3対2、そういうつもりではないですが、多数決、民主主義の性ですね。
「は?俺もトレパン派ッスよ。」
鬱陶しそうに先輩の腕を払うついでにしっかり丸井君のポケットからガムを失敬した切原君は、
「太い足見せられるより黙ってトレパンはいてろって言いたいッスよ。」
と吐き捨てるように言った切原君の視線の先には数人の女子が。
切原君、まだ君には早かったようですね。
君の視線の先にいる女性達は決して足が太くありません。
日々のトレーニングで鍛えられた大腿筋の上に成長期の証しである女性特有の丸みを出す為に絶妙な加減で乗せられた脂肪をまだ理解できないとは…!!
ご覧なさい、柳君の悲しそうな顔を。
そして、真田君の怒りの形相を?!
「…貴様ら、何の話をしているのだ。」
わなわなと拳を震わせる真田君にしてみれば部活の休憩中に不謹慎極まりない話をしているのだと副部長の立場と彼本来の潔癖な性格から許しがたいのでしょう。

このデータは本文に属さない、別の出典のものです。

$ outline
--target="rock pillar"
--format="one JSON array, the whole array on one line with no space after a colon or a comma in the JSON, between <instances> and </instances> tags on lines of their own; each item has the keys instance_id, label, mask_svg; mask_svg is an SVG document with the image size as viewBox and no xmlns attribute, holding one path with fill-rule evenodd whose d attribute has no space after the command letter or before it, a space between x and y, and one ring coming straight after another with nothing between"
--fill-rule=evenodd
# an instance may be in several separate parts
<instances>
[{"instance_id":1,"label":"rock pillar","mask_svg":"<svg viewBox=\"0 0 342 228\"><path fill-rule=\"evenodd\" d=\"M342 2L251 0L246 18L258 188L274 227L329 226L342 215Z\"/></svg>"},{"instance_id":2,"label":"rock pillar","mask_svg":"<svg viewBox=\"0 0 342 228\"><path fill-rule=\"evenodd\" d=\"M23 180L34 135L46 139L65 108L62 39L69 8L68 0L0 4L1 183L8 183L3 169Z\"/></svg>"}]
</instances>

幸村君も苦笑いをしているところだと、これにて遊びは終わりのようです。
誰もが諦め顔で振り分けられたコートに意識が向いた時。
「女子はハーフパンツに決まっているだろうが!!あの微かに空いた太股と布地に間合いに手を差し込みたくなる衝動が湧んとは男としてたるんどるぞ!!」
と力強く叫ぶ真田君へ幸村君が天使のような笑顔で親指を人差し指と中指に挟んで突き出しました。
意外な伏兵にこの議論はしばらく荒れそうです。